In 2019, Albert [13] has investigated the use of AI tools such as chatbots, screening software, and 
task automation, in the recruitment and selection of candidates by the companies. On a similar lines, Weinert 
et al. [14] have also examined the use of AI techniques for selection and assessment of human resources by 
the companies, and various challenges involved it. In 2019, Nawaz [15] has explored the application of face 
detection for recruitment process. He has demonstrated the use of principal component analysis techniques to 
detect duplicate faces and thereby enabling the detection of duplicate applications. 

In 2019, Nawaz [16] has examined the use of AI techniques on the recruitment effectiveness of the 
software companies. The study uses a data-set containing a structured questionnaire from 100 human resource 
professionals. In 2019, Esch et al. [17] have worked on how the potential candidates regard the use of AI in the 
recruitment process and is there any influence on the likelihood of applying for a job by potential candidates 
due to use of AI in recruitment. They show that the novelty factor of using AI in the recruitment process, 
mediates and further positively influences job application likelihood. 

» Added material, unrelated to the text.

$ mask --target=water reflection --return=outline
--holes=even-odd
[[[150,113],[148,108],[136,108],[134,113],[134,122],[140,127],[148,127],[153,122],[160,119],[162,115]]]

3. FACE DETECTION SYSTEM FOR SCREENING OF APPLICATIONS 

Figure 1 shows the block diagram of complete face detection system implemented by us. A photo 
uploaded by an applicant will be fetched and fed as input to face detection algorithm. If a face is detected by 
the face detection algorithm, then the application will be accepted. If a face is not detected by the face detection 
algorithm then that photo will be added to the list of images that have to be manually inspected. The list of such 
images is made available on the screening portal with a provision for screening personnel either to accept or 
reject such applications. The screening personnel will manually inspect and accept the application if the photo 
is proper or else reject the application.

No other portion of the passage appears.